Whose heart hath ne’er within him burn’d,
As home his footsteps he hath turn’d,
From wandering on a foreign strand!
-Sir Walter Scott
May my tongue cling to the roof of my mouth if I do not remember you,
if I do not consider Jerusalem my highest joy.
My great grandfather Per Erik Anderson came from Sweden in the 1870s. My great, great grandfather, a Swedish ‘land-owner,’ disinherited Per Erik because Per would not give up his romance with a ‘peasant girl,’ the milkmaid, Carolina. So Per Erik found himself land-less and homeless in Sweden. And when he heard rumors of free land in America, he headed alone across a wide ocean – looking for a new homeland - eventually bringing his Carolina and their two young children to Wisconsin. One of these children was my Grandpa Eric, just five years old when he left Sweden.
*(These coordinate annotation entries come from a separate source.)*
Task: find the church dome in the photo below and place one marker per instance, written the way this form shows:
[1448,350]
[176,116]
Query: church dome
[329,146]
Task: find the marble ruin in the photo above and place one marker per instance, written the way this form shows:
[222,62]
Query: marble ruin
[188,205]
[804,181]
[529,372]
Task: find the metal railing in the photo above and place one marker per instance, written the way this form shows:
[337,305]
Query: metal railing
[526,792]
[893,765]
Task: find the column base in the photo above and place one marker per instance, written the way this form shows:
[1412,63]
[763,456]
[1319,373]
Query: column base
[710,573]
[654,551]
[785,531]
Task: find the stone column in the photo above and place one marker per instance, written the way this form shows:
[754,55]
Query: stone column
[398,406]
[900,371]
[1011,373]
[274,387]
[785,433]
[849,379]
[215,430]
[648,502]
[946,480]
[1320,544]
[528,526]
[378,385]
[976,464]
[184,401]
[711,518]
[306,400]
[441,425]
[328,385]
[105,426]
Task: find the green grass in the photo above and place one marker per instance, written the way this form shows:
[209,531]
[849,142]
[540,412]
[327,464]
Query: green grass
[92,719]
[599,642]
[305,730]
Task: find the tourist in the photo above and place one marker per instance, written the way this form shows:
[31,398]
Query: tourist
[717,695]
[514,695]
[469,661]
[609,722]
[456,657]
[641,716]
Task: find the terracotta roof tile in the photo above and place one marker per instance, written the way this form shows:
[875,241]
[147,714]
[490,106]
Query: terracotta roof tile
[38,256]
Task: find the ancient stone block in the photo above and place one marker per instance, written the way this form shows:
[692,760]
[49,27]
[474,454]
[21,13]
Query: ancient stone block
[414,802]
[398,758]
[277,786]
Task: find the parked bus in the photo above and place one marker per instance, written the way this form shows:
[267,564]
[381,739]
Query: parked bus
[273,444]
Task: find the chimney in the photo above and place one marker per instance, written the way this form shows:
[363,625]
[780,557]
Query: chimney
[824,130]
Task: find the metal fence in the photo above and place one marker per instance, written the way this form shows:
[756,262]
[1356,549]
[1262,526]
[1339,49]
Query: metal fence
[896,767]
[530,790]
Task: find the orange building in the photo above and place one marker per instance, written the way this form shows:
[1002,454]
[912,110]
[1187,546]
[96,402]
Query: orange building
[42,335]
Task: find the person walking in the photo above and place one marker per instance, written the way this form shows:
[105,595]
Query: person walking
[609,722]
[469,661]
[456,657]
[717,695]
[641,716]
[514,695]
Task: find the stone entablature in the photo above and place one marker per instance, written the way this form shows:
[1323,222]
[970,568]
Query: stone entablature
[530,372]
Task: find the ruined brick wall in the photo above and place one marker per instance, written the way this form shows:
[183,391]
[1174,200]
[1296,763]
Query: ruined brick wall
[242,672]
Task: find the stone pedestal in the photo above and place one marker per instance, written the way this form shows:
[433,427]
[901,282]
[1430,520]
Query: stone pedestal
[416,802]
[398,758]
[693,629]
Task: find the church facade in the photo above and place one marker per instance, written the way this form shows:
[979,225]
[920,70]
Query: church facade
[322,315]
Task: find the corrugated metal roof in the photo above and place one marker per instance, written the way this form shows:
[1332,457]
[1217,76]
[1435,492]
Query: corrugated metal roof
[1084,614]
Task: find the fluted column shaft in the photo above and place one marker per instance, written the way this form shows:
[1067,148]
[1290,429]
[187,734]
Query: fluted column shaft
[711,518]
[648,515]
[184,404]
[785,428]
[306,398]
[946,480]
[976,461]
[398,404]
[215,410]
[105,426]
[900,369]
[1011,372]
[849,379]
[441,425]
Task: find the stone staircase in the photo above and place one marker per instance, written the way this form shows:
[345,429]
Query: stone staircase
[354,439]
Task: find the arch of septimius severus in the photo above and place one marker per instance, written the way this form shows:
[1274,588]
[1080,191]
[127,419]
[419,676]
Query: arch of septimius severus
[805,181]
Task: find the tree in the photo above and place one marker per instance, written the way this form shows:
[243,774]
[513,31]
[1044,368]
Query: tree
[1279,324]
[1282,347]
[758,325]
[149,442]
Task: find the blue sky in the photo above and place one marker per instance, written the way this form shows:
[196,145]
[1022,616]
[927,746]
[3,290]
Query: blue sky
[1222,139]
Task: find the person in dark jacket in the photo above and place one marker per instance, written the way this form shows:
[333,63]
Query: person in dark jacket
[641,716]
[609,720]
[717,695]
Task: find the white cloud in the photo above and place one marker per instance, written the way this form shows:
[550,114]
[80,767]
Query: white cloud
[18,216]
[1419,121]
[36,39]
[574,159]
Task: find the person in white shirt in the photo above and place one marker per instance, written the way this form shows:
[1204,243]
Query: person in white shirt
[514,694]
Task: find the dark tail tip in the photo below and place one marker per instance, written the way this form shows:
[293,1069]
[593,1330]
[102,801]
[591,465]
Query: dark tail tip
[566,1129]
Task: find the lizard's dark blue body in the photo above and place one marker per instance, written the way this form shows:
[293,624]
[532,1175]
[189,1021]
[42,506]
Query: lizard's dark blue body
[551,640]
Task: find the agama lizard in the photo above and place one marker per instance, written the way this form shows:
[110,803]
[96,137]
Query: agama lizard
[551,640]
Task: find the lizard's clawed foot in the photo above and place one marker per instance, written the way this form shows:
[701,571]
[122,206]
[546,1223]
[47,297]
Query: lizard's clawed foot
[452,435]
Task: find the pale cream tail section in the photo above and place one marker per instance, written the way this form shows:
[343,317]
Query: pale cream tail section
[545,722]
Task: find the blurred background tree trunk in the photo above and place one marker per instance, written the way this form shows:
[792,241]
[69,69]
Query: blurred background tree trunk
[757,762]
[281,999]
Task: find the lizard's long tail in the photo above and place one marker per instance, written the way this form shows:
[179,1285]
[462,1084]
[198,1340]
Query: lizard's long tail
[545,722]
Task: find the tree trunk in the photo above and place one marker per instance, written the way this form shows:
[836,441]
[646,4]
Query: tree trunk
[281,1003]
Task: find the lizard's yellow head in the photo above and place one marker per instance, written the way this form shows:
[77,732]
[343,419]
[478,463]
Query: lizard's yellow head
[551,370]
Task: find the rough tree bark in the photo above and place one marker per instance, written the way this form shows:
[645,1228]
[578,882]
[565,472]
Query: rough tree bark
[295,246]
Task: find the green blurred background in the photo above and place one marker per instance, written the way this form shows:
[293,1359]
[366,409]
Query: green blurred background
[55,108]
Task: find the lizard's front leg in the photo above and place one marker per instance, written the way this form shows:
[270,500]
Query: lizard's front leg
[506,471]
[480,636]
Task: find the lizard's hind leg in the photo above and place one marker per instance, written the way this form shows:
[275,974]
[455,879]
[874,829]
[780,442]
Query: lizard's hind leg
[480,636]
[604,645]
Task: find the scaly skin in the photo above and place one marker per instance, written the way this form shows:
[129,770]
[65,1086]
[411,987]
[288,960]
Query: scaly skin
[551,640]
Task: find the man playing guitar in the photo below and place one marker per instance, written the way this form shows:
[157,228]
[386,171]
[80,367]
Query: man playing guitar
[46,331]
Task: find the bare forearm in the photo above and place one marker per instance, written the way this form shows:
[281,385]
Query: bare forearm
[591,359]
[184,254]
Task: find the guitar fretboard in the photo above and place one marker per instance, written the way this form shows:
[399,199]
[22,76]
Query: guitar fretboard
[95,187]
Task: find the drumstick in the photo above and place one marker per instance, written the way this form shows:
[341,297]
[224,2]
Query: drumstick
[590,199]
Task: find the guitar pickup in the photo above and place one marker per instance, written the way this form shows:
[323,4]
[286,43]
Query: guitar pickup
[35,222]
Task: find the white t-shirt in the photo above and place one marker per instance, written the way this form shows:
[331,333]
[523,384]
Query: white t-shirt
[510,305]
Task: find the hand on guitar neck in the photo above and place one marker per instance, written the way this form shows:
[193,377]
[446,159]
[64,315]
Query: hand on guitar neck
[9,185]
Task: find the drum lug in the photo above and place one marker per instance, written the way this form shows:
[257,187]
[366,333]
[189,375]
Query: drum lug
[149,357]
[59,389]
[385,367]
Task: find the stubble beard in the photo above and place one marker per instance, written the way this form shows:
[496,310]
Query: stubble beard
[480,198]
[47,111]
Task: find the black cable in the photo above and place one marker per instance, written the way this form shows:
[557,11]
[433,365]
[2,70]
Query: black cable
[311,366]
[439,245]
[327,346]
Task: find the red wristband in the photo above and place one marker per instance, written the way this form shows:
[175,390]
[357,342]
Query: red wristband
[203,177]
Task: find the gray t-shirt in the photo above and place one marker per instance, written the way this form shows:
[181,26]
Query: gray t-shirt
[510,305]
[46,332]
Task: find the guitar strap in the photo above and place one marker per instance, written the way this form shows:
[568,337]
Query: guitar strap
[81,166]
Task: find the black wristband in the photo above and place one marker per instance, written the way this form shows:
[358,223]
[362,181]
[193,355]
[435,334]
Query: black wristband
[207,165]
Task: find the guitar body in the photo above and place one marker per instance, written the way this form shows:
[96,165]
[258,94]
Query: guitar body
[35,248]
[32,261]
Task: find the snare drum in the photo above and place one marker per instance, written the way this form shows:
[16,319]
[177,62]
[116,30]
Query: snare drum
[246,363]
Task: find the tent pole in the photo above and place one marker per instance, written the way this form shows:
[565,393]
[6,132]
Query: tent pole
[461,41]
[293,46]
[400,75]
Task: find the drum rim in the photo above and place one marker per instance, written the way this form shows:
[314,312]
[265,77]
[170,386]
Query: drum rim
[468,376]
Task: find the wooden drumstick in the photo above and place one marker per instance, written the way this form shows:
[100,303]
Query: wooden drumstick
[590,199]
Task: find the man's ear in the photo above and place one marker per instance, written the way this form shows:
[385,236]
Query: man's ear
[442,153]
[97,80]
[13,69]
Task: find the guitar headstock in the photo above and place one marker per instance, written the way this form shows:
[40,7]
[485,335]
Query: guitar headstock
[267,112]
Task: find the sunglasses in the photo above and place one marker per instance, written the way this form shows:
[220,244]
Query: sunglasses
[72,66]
By the time he was grown, my Grandpa Erik, also infected with ‘wander lust,’ began dreaming of his own land. In 1913 after my grandmother, Anna, had died of the flu soon after the birth of her fifth child, Grandpa Eric took his young family and migrated northwest to Saskatchewan, Canada, to look for land of his own. My father was just a lad of eight that year – when my Grandfather began his homestead on the virgin Canadian prairies. Moving. Searching. Longing.
In time, both Grandpa Eric and Dad called it “the home place.” Later I would too. When my Mom and Dad married, they began their life together on the land homesteaded by my paternal grandfather, Eric.
During my childhood years, I felt that land would be my home forever. I roamed that homestead; explored every square yard of it. Every “coulee” and every hill. Knew which Choke Cherry bushes yielded the sweetest fruit. The draw where the most colorful crocuses exploded from the soil each spring. I could take you to the exact wrinkle in the prairie hillside which hid the coyote pup-birthing den. And the best spots to snare jack rabbits. And the brush patch where hawks nested year after year. Often, I would stand on “the big hill” a mile southwest of our house looking over “our land.” Dark winter evenings, I followed Dad to the barn, carrying the lantern as the hard cold snow crunched under our feet. Dad would point the glistening crystals at the edges of that pool of lantern glow and say, “Look - we are rich. God has covered our land with diamonds.”
Although my Father tended his land for more than thirty years, in retrospect I wonder if he ever felt completely at home there. Dad loved that land all right, but it was not a permanent dwelling place to him. He held it lightly and for only a short few decades, then left that land, and moved on to different things.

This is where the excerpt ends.